## Dataset information as per Kaggle (https://www.kaggle.com/competitions/icr-identify-age-related-conditions/data)

1. **train.csv** - The training set.
   * `Id` Unique identifier for each observation.
   * `AB-GL` Fifty-six anonymized health characteristics. All are numeric except for EJ, which is categorical.
   * `Class` A binary target: 1 indicates the subject has been diagnosed with one of the three conditions, 0 indicates they have not.
2. **test.csv** - The test set. Your goal is to predict the probability that a subject in this set belongs to each of the two classes.
3. **greeks.csv** - Supplemental metadata, only available for the training set.
   * `Alpha` Identifies the type of age-related condition, if present.
     * `A` No age-related condition. Corresponds to class 0.
     * `B`, `D`, `G` The three age-related conditions. Correspond to class 1.
   * `Beta`, `Gamma`, `Delta` Three experimental characteristics.
   * `Epsilon` The date the data for this subject was collected. Note that all of the data in the test set was collected after the training set was collected.

In [8]:
# standard
import pandas as pd
import numpy as np
import random
import os

# tf, keras, and sklearn
import tensorflow as tf
from tensorflow.keras.preprocessing.image import ImageDataGenerator, array_to_img, img_to_array, load_img
from keras import models
from keras import layers
from sklearn.preprocessing import StandardScaler
from sklearn.impute import KNNImputer
from sklearn.manifold import TSNE


# plots and images
import seaborn as sns
import matplotlib.pyplot as plt
from IPython.display import Image

In [9]:
greeks = pd.read_csv('../data/greeks.csv')
test = pd.read_csv('../data/test.csv')
train = pd.read_csv('../data/train.csv')

greeks.columns = map(str.lower, greeks.columns)
test.columns = map(str.lower, test.columns)
train.columns = map(str.lower, train.columns)

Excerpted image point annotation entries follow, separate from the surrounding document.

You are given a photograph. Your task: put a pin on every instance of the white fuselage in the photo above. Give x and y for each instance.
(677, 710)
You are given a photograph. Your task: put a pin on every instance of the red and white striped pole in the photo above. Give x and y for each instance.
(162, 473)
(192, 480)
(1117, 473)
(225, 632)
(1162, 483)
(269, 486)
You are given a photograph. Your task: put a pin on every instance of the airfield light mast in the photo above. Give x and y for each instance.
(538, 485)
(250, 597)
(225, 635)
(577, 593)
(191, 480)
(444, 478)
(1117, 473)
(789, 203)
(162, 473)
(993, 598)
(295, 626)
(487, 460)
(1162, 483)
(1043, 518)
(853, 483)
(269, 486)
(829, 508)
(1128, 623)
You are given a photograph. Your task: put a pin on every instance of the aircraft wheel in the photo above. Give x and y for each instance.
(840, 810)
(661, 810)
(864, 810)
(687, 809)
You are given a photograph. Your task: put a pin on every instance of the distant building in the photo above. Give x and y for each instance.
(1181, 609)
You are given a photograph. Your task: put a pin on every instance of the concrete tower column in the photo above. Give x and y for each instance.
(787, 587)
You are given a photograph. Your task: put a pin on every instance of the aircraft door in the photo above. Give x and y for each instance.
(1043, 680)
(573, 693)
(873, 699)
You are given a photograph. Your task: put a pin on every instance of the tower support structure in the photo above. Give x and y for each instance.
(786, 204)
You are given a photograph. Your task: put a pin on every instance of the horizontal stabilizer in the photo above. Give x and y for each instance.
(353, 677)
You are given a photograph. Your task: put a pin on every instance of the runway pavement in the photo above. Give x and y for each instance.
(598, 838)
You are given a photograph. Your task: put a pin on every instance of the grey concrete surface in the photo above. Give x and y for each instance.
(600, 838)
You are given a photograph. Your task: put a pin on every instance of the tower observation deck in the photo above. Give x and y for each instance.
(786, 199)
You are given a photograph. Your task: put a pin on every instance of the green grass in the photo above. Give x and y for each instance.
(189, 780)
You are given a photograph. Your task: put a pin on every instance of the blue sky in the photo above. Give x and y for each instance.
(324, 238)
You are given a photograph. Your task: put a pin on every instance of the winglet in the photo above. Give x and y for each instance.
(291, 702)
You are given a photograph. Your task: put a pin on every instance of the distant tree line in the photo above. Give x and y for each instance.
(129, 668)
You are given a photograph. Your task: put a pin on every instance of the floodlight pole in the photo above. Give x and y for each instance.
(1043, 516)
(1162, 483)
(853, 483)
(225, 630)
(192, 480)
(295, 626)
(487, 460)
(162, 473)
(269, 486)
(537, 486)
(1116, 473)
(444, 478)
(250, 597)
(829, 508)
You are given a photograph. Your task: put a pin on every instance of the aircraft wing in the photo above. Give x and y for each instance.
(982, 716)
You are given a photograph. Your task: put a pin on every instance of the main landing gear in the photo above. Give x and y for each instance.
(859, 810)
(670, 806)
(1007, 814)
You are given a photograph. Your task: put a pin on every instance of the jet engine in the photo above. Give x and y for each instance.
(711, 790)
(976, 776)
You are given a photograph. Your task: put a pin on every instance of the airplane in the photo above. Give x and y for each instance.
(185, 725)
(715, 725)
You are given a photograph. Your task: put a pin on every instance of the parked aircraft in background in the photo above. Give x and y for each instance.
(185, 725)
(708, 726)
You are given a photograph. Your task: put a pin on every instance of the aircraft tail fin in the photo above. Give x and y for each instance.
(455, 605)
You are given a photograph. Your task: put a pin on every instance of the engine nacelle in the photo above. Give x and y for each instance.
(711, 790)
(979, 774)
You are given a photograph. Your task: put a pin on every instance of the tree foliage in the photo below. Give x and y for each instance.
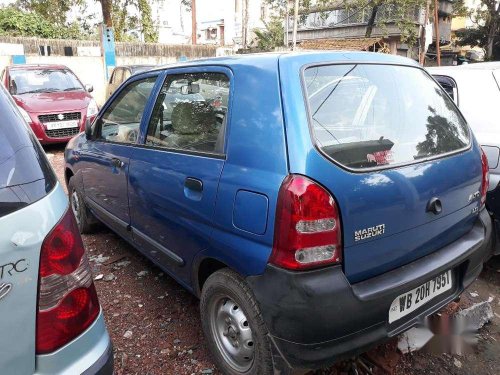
(272, 37)
(53, 11)
(14, 22)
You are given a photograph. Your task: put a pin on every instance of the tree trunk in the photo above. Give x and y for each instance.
(371, 22)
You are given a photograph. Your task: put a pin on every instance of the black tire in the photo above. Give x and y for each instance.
(228, 285)
(83, 216)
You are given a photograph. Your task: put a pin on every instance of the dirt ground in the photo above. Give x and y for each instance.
(155, 326)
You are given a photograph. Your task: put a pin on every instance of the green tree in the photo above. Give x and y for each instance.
(381, 12)
(272, 37)
(486, 33)
(53, 11)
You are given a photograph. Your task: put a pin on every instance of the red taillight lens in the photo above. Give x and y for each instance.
(67, 300)
(307, 230)
(485, 182)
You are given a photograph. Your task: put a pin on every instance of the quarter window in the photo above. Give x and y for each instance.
(121, 121)
(190, 113)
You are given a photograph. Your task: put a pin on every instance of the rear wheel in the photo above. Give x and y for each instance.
(233, 325)
(82, 214)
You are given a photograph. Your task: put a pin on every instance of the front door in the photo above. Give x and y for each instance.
(107, 158)
(174, 176)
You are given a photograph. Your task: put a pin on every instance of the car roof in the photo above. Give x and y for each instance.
(302, 56)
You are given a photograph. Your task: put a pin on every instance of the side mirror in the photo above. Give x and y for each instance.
(88, 129)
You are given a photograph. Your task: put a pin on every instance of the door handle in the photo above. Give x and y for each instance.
(115, 162)
(193, 184)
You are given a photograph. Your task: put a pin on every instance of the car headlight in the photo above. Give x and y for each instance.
(25, 115)
(92, 109)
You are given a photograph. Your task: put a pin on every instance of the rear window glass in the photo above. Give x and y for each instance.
(25, 174)
(366, 116)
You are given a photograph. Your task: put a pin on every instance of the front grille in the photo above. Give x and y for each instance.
(62, 133)
(54, 117)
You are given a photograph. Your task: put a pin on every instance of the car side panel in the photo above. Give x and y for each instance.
(21, 238)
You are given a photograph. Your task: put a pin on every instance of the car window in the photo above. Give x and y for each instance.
(190, 113)
(366, 116)
(448, 85)
(122, 119)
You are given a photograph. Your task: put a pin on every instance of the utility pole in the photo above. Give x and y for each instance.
(423, 37)
(287, 18)
(193, 22)
(436, 28)
(295, 17)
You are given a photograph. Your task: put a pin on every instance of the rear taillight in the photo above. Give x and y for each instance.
(67, 299)
(307, 229)
(485, 182)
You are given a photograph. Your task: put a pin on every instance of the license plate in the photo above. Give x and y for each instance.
(412, 300)
(61, 124)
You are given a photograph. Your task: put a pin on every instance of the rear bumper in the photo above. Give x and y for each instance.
(91, 353)
(316, 318)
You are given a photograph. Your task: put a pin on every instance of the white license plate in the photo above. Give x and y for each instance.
(412, 300)
(61, 124)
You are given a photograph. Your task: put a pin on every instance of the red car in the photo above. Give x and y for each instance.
(51, 99)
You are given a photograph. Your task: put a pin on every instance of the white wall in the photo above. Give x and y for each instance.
(90, 70)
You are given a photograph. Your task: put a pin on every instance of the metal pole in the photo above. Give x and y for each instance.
(436, 28)
(193, 22)
(295, 17)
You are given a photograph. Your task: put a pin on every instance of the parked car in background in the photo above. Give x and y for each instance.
(337, 202)
(51, 99)
(121, 73)
(475, 88)
(51, 321)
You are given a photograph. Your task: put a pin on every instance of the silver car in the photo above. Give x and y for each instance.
(50, 318)
(475, 88)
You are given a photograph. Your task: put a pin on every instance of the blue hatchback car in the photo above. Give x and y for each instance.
(316, 203)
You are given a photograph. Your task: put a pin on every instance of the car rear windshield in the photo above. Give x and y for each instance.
(25, 174)
(374, 116)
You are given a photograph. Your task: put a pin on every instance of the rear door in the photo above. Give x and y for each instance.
(106, 160)
(396, 154)
(174, 176)
(30, 205)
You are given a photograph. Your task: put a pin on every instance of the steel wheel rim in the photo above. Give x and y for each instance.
(232, 333)
(75, 206)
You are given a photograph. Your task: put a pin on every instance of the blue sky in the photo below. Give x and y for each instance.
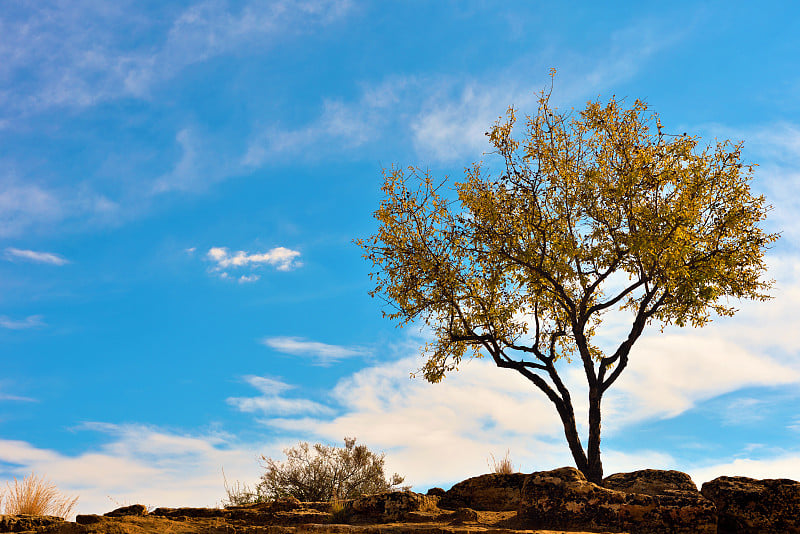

print('Shape of greeks df:', greeks.shape)
print('Shape of test df:', test.shape)
print('Shape of train df:', train.shape)

# Merge train and greeks to get all columns in the same DataFrame
df = pd.merge(train, greeks, on='id')

Shape of greeks df: (617, 6)
Shape of test df: (5, 57)
Shape of train df: (617, 58)


In [10]:
df['ej'].replace(to_replace=['A', 'B'], value=[0, 1], inplace=True)

# Multiclass
target_variable_multiclass = df['alpha']

# Binary
target_variable = df['class']
features_variable=df.drop(['class', 'id', 'alpha', 'beta', 'gamma', 'delta', 'epsilon'],axis=1)

In [11]:
# Fill in NaN values
imputer = KNNImputer(n_neighbors=2)
features_variable = imputer.fit_transform(features_variable)

# Standardize values
standarized_data = StandardScaler().fit_transform(features_variable)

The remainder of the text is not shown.